Pero seguía teniendo este sueño…

Lo había tenido por primera vez inmediatamente después de haber aceptado aquel empleo, y ahora lo tenía todas las noches…

Avanzo por este largo, largo camino, y encuentro una curva, y hay un castillo en lo alto delante de mí. Es hermoso, ondean gallardetes en sus almenas, y una pendiente asciende hasta su puente levadizo. Pero sé, ignoro cómo pero lo sé, que hay una princesa cautiva en su mazmorra.

Esta parte es siempre la misma. Los detalles varían. Últimamente, el amable hombrecillo de la Oficina Fiscal aparece siempre en el camino y me dice qué peaje se paga allí: el diez por ciento más de lo que tengo.

Otras veces es un polizonte y se apoya contra mi caballo (que a veces tiene cuatro patas, y a veces ocho), y escribe un boleto por obstrucción del tráfico, cabalgar con una licencia caducada, no obedecer a la señal de alto, y grosera insubordinación. Quiere saber si tengo permiso para llevar aquella lanza… y me dice que las leyes de caza me obligan a poner una etiqueta a cualquier dragón que mate.

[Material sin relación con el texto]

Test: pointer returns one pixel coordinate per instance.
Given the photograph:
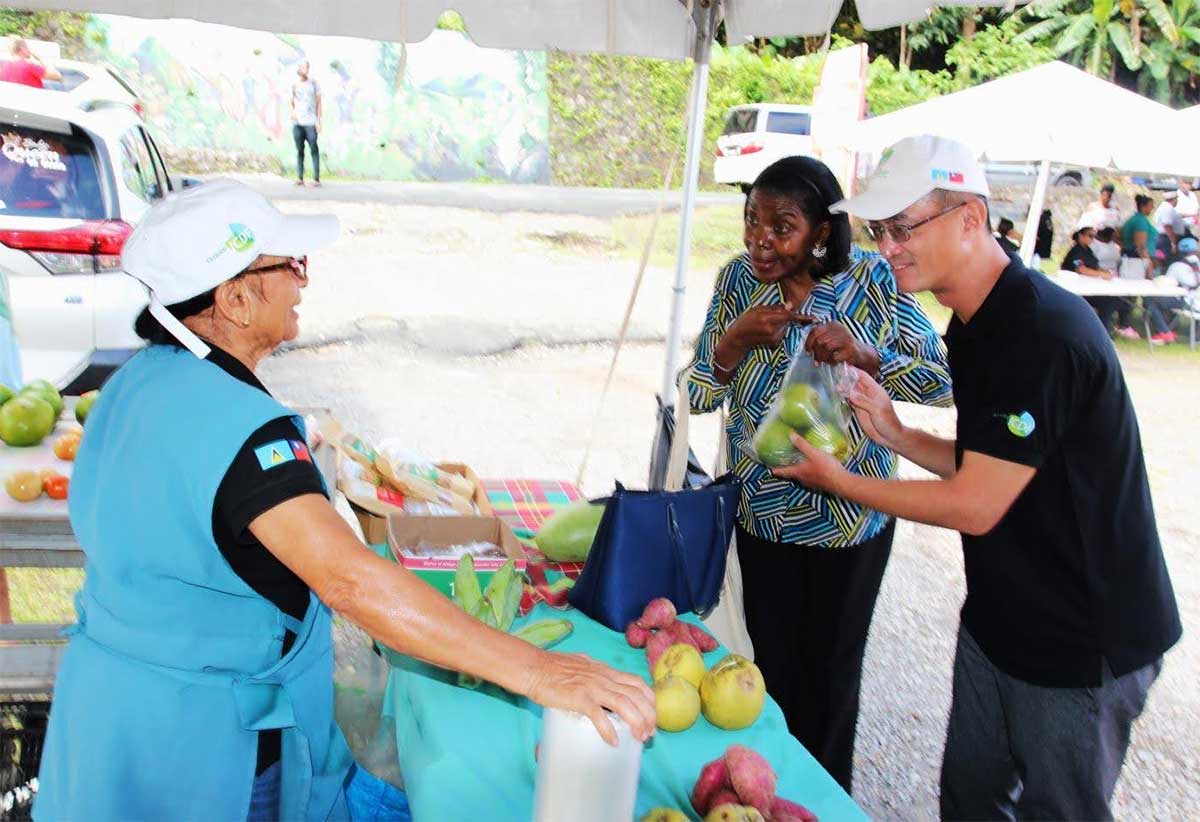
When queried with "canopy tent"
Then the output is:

Otras veces doy la vuelta a aquella curva y una sólida oleada de tráfico, de cinco carriles de anchura, avanza hacia mí. Ese sueño es el peor.

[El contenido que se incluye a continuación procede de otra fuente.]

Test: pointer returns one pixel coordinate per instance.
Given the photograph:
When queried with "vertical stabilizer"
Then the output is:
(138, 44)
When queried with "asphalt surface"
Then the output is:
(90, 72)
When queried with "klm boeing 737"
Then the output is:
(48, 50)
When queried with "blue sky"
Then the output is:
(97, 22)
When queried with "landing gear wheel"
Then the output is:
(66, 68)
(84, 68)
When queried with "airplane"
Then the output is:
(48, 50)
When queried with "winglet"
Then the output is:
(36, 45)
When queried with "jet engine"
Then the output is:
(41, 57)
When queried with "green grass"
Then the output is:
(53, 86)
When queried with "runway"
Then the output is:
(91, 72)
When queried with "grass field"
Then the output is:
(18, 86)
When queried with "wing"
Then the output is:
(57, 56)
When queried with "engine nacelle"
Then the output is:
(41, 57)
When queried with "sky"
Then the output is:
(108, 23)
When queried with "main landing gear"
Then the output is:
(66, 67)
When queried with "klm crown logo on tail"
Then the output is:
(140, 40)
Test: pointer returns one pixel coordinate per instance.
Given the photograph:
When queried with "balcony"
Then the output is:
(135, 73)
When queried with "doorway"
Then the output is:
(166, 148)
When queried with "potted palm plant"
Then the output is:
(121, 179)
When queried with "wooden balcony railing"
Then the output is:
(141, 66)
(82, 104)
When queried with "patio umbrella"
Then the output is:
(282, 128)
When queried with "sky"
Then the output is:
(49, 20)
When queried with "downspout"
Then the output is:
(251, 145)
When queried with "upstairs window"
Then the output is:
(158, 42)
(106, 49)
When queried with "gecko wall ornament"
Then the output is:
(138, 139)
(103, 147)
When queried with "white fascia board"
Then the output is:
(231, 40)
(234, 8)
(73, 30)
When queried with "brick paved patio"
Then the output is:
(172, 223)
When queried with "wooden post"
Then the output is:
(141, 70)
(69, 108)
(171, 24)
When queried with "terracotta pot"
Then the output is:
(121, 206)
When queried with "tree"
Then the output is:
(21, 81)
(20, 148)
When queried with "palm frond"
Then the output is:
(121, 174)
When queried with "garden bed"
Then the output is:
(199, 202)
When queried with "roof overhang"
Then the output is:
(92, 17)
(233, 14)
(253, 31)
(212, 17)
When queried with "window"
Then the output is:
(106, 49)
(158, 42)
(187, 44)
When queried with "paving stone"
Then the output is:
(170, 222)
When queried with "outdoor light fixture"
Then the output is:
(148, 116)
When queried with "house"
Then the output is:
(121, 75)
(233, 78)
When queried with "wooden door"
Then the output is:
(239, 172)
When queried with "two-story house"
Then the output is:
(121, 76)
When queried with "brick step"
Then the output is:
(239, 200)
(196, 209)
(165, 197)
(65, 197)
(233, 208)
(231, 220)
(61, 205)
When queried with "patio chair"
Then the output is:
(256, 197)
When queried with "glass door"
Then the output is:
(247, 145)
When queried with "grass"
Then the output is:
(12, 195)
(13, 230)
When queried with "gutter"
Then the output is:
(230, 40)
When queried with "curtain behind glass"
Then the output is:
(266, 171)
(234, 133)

Empecé a escribir esto después de que empezaron los sueños. No podía ir a ver a un exprimidor de cerebros y decirle: «Mire, doctor, soy héroe de profesión y mi esposa es Emperatriz en otro universo…». Sentía menos deseos aún de tenderme en su sofá y contarle que mis padres me trataron mal cuando era niño (no lo hicieron), y cómo descubrí lo de las muchachas (eso es asunto mío).

Decidí hablar con una máquina de escribir.

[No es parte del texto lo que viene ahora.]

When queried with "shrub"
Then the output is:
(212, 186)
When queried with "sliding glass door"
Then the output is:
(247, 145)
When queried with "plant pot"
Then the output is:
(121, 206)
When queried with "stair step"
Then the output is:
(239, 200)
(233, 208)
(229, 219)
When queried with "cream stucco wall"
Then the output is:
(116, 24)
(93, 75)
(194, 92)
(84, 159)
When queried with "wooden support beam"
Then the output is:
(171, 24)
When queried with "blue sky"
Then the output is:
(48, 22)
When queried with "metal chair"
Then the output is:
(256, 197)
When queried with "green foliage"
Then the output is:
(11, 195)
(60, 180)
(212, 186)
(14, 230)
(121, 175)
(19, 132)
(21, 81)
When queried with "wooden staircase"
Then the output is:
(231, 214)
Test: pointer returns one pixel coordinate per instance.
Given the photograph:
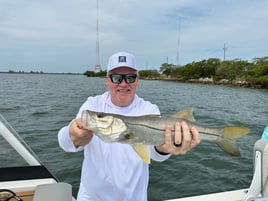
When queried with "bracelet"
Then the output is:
(161, 153)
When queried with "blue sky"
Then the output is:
(60, 35)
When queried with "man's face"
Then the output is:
(122, 94)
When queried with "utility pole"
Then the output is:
(178, 47)
(224, 51)
(97, 65)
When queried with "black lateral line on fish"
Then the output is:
(172, 130)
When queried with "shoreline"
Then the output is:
(234, 83)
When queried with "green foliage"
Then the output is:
(167, 69)
(231, 70)
(149, 74)
(253, 73)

Me hizo sentirme mejor, pero no interrumpió los sueños. Pero aprendí una nueva palabra: «aculturado». Es lo que ocurre cuando un miembro de una cultura se muda a otra con un triste período de inadaptación. Esos indios que se ven en pueblos de Arizona, sin hacer nada, contemplando los escaparates de las tiendas o simplemente de pie… Aculturación… No se adaptan.

Había tomado un autobús para acudir a la consulta de un otorrinolaringólogo; Star me había prometido que su terapia más la de Center me librarían del resfriado común… y era cierto: no había pillado ninguno. Pero ni siquiera los terapeutas que aplican el tratamiento de Larga Vida pueden proteger los tejidos humanos contra el gas venenoso; la contaminación de Los Ángeles podía conmigo. Ojos irritados, nariz bloqueada… dos veces por semana tenía que ir a que le hicieran cosas horribles a mi nariz. Solía aparcar mi automóvil y tomar el autobús hasta Wilshire, ya que resultaba imposible aparcar en aquellas inmediaciones.

En el autobús oí conversar a dos damas:

—… a pesar de lo mucho que los desprecio, no se puede dar una pequeña fiesta sin invitar a los Sylvester.

Sonaba como un idioma extranjero. Luego reflexioné y comprendí las palabras.

Pero ¿por qué tenía que invitar ella a los Sylvester?

Si los despreciaba ¿por qué no les ignoraba, o dejaba caer una piedra sobre sus cabezas?

En nombre de Dios, ¿por qué había que dar aquella clase de «fiestas»? Personas que no simpatizaban particularmente unas con otras, paseando de un lado a otro (nunca había suficientes sillas), hablando de cosas en las que no estaban interesadas, tomando bebidas que no les apetecían (¿por qué fijar el momento de beber algo?), y bebiendo más de la cuenta para no advertir que no se estaban divirtiendo. ¿Por qué?

Comprendí que era un problema de aculturación… Yo no me adaptaba.

A partir de entonces evité los autobuses y me gané cinco multas de tráfico y un guardabarros aplastado. Dejé de estudiar también. Los libros no parecían tener sentido. Añoraba el sistema de enseñanza de mi querido y viejo Center.

Pero continué en mi empleo de delineante. Siempre he tenido condiciones para el dibujo lineal, y no tardaron en asignarme tareas más importantes.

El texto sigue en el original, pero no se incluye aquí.